The company I work for is owned by a bank, so we don’t talk about disaster recovery and business continuity as individual constructs. We talk about disaster recovery and business continuity as a single entity. And our parent company takes it very seriously. A couple of years ago, we had hundreds of employees in New York and New Jersey who were impacted by Hurricane Sandy. Basically, all of our people based in and around New York City were out of commission. Our clients never knew it. Do you know why? It’s because we had business continuity plans. The two primary data centers  weren’t impacted because they’re in the midwest. But our people were. By leveraging our people in western Pennsylvania as well as a multitude of offshore resources, the only thing clients saw was that different team members were responding to their service requests as different times of the day. Tedious planning really paid off.
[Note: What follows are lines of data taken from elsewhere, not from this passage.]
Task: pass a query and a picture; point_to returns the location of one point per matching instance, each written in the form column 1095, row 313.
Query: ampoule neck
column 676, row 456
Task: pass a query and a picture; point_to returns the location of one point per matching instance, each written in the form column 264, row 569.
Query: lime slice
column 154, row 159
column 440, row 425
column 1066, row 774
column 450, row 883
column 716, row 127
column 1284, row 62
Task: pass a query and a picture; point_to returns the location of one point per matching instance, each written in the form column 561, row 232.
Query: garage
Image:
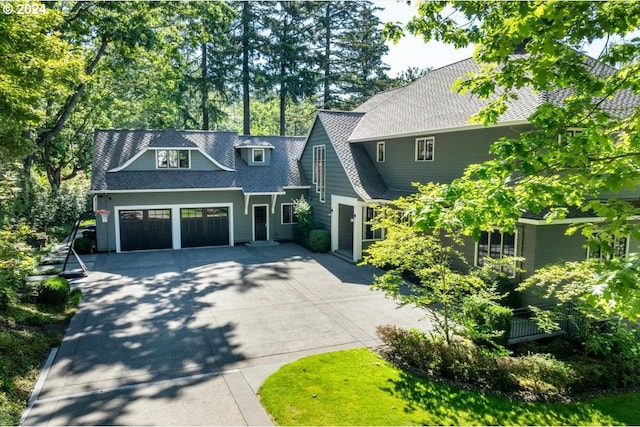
column 204, row 226
column 142, row 229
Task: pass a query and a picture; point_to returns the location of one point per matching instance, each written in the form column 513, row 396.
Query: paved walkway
column 187, row 337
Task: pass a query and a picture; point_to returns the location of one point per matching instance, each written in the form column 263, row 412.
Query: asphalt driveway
column 187, row 337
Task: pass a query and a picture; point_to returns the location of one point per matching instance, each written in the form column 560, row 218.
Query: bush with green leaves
column 16, row 262
column 484, row 321
column 304, row 224
column 54, row 291
column 320, row 240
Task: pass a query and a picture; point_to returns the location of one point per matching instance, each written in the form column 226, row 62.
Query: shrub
column 319, row 240
column 54, row 291
column 304, row 224
column 485, row 322
column 16, row 262
column 541, row 373
column 83, row 245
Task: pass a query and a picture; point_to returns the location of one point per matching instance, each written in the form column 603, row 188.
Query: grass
column 358, row 387
column 27, row 333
Every year, we do our regular “India out” exercise. This is in addition to regular technology DR tests. We simulate a situation where all of our offshore teams become unavailable. And we do this with our US-based teams filling in the gaps. It demonstrates to our auditors, our clients, and to ourselves, that we’re ready in case a crisis would hit. About a year ago, we had to implement those contingencies during a period of civil unrest that threatened to shut down our offices just outside of Mumbai. These “India out” exercises are what I refer to as a “scheduled bad day.” They really suck. Parts of our US teams work hours where we should be sleeping. It always confuses clients when they see me answering an email at 4AM. When I explain that we’re doing a business continuity test, they always appreciate it.

What gets me is when we do a disaster recovery and business continuity test at the same time. Occasionally during a DR test, they’ll throw us for a loop by saying we can’t use offshore resources. Or they’ll occasionally say that we can only use offshore resources. Or people in a given facility should be assumed offline. The worst is when they tell us that certain tools, such as our ITSM, email, or IM tools are unavailable during the test.

We train for crazy things. They’re inconvenient. There are always lessons learned. We hope they are things we never have to do in an actual disaster. But then again, nobody thought Hurricane Sandy would happen, either.